Does the rise of electric vehicles mean we’ve passed peak oil?

Electric cars charge on a London street in 2015. Image: Getty.

When will cars powered by gas-guzzling internal combustion engines become obsolete? Not as soon as it seems, even with the latest automotive news out of Europe.

First, Volvo announced it would begin to phase out the production of cars that run solely on gasoline or diesel by 2019 by only releasing new models that are electric or plug-in hybrids. Then, France and the U.K. declared they would ban sales of gas and diesel-powered cars by 2040. Underscoring this trend is data from Norway, as electric models amounted to 42 per cent of Norwegian new car sales in June.

European demand for oil to propel its passenger vehicles has been falling for years. Many experts expect a sharper decline in the years ahead as the shift toward electric vehicles spreads across the world. And that raises questions about whether surging electric vehicle sales will ultimately cause the global oil market, which has grown on average by 1 to 2 per cent a year for decades and now totals 96m barrels per day, to decline after hitting a ceiling.
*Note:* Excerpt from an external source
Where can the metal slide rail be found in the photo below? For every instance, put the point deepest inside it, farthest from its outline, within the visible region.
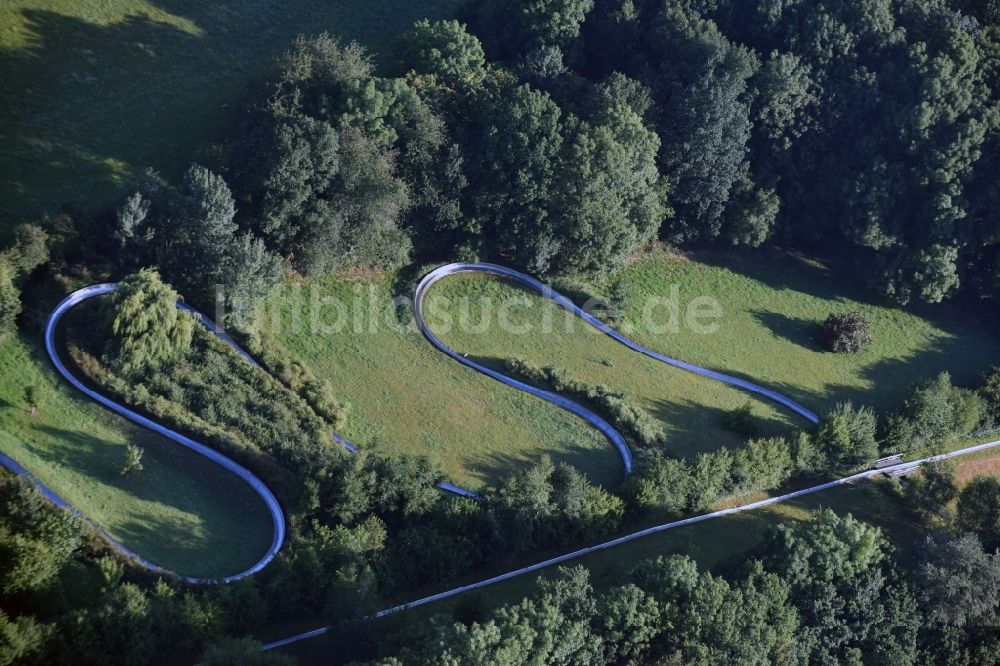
(277, 516)
(643, 533)
(587, 415)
Energy experts call this concept “peak oil demand”. We are debating when and if this will occur.

A forecast with caveats

The International Energy Agency (IEA), which represents 29 oil-importing industrial countries, produces bellwether forecasts that foresee electric cars phasing in slowly. Its baseline projection envisions 150mielectric vehicles on the world’s roads by 2030, or about 10 per cent of all passenger vehicles at that point. In comparison, only 2m electric vehicles are operating today – 0.2 per cent of the 1.2bn on the road. The IEA estimates this shift will save nearly 2m barrels per day of oil, relative to its business-as-usual projection of the world using at least 70m barrels of oil per day for transportation by 2040. That consumption level would mark a 30 per cent increase from roughly 54m barrels now.

If electric vehicles sales grow faster than the IEA expects, that projection might miss the mark. Should that happen, would global oil demand flatten or decline?

Our research at the Institute of Transportation Studies at the University of California, Davis shows that encouraging electric vehicle purchases is just one way policymakers can help phase out oil consumption – one key to reducing the greenhouse gas emissions that stoke climate change and health-threatening pollution.

Given the dominance of internal combustion engine passenger vehicles, which include cars, SUVs and light trucks, replacing them all with electric models will take decades. Automobiles are durable goods that typically remain on the road for 10 to 15 years. Not all drivers will buy a new car, let alone an electric one, soon.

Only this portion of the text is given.